Cep telefonları henüz bulunmamışken, bayramlarda birbirimize kartlar yazardık. Aramızda o kartlardan koleksiyon yapanlar olurdu. Zaman zaman o kartlar özlemle ve sevgiyle okunurdu. Hele birde o kartı yazan aramızdan ayrılmışsa gözlerimiz sulu sulu olurdu. O kartlar bize geçmişi hatırlatırdı.
Mektuplar da öyle idi. Türkülere, şarkılara konu olmuştu mektuplar. Gurbete gidenler; “Mektup benden selam söyle sılaya” diye başlayan türkü ile dertlenirdi. Askere gidenlerse; “Yine yakmış yar mektubun ucunu” şarkısını dilinden düşürmezdi. Gelen her mektup, yazanı okuyanın yanına getirirdi.

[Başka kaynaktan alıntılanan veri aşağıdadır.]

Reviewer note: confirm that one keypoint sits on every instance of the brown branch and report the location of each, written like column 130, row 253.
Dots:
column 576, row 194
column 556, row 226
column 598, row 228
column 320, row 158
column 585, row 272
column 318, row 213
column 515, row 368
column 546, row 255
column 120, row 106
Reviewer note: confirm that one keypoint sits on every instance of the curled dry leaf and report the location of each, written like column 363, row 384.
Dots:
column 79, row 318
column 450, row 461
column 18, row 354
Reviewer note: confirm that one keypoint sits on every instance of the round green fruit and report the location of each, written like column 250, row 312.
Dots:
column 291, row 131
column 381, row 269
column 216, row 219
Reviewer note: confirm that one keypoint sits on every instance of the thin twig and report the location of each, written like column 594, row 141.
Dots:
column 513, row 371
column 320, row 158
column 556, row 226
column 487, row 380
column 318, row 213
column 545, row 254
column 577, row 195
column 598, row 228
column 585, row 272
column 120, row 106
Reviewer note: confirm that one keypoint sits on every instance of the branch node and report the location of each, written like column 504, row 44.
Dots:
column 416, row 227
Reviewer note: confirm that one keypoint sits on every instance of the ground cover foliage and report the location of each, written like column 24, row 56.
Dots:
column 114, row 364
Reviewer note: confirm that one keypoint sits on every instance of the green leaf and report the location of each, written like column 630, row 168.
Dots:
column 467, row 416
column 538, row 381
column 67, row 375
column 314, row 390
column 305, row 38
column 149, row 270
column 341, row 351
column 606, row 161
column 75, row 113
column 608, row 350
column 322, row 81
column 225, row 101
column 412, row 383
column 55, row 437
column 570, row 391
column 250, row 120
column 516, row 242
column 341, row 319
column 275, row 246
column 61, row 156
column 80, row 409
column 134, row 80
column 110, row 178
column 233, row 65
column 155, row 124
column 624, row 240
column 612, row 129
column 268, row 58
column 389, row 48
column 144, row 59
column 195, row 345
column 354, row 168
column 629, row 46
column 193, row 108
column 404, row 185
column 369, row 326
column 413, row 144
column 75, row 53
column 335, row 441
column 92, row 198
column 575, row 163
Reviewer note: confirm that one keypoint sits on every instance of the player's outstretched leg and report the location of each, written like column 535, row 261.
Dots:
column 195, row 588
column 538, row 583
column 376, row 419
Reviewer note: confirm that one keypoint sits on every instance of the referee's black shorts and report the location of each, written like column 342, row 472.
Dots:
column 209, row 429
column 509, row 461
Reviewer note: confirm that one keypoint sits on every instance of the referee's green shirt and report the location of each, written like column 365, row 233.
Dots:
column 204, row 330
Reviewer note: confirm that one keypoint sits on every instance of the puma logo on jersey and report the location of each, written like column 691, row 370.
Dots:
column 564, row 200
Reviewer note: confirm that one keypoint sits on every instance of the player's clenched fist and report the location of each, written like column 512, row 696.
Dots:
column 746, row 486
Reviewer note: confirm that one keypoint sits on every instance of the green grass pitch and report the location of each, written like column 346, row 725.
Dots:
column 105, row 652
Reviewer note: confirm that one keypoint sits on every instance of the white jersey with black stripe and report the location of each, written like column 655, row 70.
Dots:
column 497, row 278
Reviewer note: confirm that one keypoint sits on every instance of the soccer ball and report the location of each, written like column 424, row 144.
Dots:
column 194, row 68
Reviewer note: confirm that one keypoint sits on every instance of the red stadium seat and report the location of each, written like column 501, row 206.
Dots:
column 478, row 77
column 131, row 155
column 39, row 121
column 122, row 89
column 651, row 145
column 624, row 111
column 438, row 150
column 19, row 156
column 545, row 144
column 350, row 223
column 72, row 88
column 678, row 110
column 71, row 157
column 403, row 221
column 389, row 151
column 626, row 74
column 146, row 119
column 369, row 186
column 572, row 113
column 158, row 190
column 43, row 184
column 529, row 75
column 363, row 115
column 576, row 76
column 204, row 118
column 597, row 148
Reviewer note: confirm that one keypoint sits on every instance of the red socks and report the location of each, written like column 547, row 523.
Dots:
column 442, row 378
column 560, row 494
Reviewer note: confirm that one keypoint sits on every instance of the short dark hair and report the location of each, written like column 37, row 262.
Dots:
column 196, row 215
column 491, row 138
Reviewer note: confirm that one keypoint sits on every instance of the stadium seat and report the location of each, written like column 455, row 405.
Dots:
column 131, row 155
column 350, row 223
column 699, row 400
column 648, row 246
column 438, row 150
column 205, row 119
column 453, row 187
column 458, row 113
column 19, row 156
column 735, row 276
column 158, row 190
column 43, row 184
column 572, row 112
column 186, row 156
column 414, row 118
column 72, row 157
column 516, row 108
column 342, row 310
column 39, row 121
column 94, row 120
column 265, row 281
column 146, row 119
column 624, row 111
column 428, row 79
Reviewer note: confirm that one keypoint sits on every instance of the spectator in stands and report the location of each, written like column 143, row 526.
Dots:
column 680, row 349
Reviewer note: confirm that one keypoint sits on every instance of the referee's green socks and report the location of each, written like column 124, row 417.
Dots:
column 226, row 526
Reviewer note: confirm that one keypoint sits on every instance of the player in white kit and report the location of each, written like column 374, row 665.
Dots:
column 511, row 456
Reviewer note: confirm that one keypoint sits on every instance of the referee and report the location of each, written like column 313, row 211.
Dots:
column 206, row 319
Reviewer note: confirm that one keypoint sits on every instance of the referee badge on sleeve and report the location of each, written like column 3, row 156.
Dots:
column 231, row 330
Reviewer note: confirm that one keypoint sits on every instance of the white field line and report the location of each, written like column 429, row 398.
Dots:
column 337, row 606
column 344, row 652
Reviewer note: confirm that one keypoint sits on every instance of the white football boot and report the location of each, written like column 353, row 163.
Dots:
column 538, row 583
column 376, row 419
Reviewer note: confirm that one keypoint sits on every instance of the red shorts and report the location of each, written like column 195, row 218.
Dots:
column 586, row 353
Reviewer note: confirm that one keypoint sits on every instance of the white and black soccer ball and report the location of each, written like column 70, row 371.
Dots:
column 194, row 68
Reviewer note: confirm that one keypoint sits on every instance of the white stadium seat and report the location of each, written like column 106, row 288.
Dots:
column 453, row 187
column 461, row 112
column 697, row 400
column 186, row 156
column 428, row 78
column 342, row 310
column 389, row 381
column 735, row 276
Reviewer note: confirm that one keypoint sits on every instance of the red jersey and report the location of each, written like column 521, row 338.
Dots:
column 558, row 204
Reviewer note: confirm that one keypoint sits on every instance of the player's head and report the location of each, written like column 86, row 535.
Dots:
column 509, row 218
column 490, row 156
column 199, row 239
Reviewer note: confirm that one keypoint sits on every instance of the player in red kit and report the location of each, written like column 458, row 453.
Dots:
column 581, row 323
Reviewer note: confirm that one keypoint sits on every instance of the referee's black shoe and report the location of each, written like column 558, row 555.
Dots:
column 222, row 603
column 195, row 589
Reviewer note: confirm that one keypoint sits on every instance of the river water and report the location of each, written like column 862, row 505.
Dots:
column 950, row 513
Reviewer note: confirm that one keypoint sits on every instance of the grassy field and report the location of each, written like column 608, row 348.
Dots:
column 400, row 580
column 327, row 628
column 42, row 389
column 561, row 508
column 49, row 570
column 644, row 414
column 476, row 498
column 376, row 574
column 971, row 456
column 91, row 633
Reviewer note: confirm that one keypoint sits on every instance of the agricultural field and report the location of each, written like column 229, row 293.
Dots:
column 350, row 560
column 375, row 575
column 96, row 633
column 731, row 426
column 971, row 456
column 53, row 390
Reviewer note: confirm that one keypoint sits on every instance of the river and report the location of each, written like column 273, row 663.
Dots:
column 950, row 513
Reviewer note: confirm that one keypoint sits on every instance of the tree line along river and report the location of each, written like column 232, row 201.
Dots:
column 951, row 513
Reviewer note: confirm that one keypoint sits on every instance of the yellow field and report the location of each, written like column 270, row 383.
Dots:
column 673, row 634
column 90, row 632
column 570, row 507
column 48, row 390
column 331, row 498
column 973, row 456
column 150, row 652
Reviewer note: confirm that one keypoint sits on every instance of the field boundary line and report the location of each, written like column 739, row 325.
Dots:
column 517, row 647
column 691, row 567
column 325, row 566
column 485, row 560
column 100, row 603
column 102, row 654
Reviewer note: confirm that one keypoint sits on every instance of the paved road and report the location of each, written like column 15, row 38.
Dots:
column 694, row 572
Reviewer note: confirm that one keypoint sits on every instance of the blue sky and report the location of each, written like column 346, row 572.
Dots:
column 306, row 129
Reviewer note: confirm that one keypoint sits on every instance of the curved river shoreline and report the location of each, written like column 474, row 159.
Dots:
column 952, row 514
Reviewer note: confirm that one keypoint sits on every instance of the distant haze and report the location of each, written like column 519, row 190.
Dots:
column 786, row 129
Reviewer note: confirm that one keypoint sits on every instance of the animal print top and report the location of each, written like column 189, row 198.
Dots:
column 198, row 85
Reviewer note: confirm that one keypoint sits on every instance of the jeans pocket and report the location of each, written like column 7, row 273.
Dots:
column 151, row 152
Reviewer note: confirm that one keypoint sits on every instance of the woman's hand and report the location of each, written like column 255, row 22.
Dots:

Ortaokul müzik kitabımızdaki “Bak postacı geliyor” şarkısı, postacılara olan saygıyı dile getirirdi. Şimdi o meslek de kaybolmak üzere. Şarkısı bile unutuldu neredeyse.
Mektup edebiyat eserlerini de etkilemiştir. Türk ve Dünya edebiyatında mektupla yazılmış yüzlerce eser vardır. Ben bunlardan hatırladıklarımı ve aklımda kalanları sizlerle paylaşmak istiyorum.
Türk Edebiyatında mektupla yazılan ilk eser, 1870 yılında Ahmet Mithat Efendi tarafından kaleme alınan “Felsefe-i Zenan” isimli romandır. Ahmet Mithat Efendi’nin yazar olması için desteklediği Fatma Aliye Hanım, beş kadının mektuplaşmasını ele aldığı 1898 yılında basılan romanı “Levayih-i Hayat”da mektuplardan oluşmuştur.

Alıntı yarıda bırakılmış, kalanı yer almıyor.